Proposal for GSoC 2020

Hist: histogramming for analysis powered by boost-histogram

The Scikit-HEP project is a collection of several dozen packages intended to facilitate the use of Python in High Energy Physics. One of the major fronts of development is in histogramming; a majority of HEP analysis is heavily reliant on histograms. To this end, a new Python package was introduced for histogramming in Scikit-HEP, boost-histogram. This package is intended to be a core package for histogramming with no dependencies. In this summer, we are preparing to implement an analysis-friendly package, called “hist”, built on top of boost-histogram and providing commonly expected histogramming features. This package will allow a wider range of dependencies and features not admissible in the core package.

Proposal: https://docs.google.com/document/d/1QfwO6PXVz7bQIw5U4qA5DjkQOPWn-6r4vkZIZskAuvE/edit?usp=sharing

Summary for GSoC 2020

Hist: histogramming for analysis powered by boost-histogram

About Hist

Code | Docs

Brief Description

The Scikit-HEP project is a collection of several dozen packages intended to facilitate the use of Python in High Energy Physics. One of the major fronts of development is in histogramming; a majority of HEP analysis is heavily reliant on histograms.
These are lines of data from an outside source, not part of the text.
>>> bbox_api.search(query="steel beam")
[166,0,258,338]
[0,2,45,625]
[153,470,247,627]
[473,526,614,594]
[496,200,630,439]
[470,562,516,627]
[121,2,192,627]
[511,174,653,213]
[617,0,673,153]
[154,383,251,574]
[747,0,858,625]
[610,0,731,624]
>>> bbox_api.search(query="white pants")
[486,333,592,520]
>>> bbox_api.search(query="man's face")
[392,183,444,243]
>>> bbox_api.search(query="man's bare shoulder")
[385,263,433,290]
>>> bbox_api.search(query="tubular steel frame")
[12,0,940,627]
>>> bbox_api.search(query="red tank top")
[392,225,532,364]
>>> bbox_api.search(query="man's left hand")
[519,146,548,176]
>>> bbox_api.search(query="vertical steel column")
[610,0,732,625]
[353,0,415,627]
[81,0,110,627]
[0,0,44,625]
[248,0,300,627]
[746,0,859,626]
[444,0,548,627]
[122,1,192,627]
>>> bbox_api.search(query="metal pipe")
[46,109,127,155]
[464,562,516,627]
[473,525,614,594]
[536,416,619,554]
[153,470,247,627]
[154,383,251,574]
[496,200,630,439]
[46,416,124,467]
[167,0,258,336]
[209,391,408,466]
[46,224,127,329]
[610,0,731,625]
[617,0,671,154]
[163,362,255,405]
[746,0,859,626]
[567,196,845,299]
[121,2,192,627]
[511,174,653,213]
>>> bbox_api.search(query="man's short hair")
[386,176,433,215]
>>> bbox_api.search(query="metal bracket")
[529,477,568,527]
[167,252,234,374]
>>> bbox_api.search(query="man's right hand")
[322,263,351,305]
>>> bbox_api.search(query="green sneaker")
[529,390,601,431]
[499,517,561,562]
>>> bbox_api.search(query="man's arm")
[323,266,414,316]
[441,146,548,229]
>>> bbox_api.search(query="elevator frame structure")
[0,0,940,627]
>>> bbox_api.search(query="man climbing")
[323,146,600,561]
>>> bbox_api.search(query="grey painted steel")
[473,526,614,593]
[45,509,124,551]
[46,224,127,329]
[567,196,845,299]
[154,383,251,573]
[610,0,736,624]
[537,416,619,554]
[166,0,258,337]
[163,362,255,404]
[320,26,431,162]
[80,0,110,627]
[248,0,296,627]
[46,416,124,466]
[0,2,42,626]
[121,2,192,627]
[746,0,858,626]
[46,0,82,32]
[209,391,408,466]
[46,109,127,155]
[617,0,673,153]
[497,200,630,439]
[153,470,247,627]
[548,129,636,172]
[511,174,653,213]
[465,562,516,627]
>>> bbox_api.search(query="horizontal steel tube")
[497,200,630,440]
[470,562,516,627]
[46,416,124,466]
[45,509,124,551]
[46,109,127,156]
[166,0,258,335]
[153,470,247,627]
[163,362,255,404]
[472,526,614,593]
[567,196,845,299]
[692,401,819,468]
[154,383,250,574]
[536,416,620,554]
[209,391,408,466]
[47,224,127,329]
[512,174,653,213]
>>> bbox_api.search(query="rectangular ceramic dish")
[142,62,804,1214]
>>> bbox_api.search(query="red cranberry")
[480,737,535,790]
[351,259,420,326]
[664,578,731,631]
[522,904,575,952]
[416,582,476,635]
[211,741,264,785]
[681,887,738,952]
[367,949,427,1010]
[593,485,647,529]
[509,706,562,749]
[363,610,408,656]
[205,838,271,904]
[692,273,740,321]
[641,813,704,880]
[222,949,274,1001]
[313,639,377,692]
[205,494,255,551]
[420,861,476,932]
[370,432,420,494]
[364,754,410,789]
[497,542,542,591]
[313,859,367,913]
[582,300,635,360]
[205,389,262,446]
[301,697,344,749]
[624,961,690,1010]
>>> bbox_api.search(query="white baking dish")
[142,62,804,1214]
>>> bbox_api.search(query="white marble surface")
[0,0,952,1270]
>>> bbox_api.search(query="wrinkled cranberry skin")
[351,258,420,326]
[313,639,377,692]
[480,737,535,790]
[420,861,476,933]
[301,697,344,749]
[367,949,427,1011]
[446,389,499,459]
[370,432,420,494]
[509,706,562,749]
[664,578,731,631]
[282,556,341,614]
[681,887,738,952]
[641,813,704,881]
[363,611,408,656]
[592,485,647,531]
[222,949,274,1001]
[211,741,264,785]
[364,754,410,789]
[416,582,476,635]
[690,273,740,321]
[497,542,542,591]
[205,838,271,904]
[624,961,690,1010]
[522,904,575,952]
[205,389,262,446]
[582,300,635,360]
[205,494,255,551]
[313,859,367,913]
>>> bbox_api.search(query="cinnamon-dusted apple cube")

To this end, a new Python package was introduced for histogramming in Scikit-HEP, boost-histogram (BH), which is intended to be a core package for histogramming with no dependencies. In this summer, we started to implement an analysis-friendly package hist, built on top of BH and provided commonly expected histogramming features. This package allowed a wider range of dependencies and features not admissible in the core package.

New Features

As BH is a non-dependency wheel, we enhance it for more convinient usage. Specifically, in the lifecycle of a histogram,

  1. Hist allows users to serialize and deserialize BH's histograms from .root, .pkl format, and makes sure Scikit-HEP tools to communicate well.
  2. Hist provides more convinient methods for initialize histograms, you can use Axis, Storage, and Transform Proxy for initialization. Moreover, two types of histograms are given for different usage, Hist is the general one and NamedHist is name-oriented.
  3. Hist give users more choices to do some manipulations. Users can use axis names to fill, project, and access. Plus, complex numbers are also allowed in hist to access bins.
  4. Some of the functions of hist facilitate several statistics tools in Scipy and iminuit to analysis data.
  5. Hist offers amazing visualization tools to show the histograms of one or two dimensions. Furthermore, SVG repr format is allowed in hist.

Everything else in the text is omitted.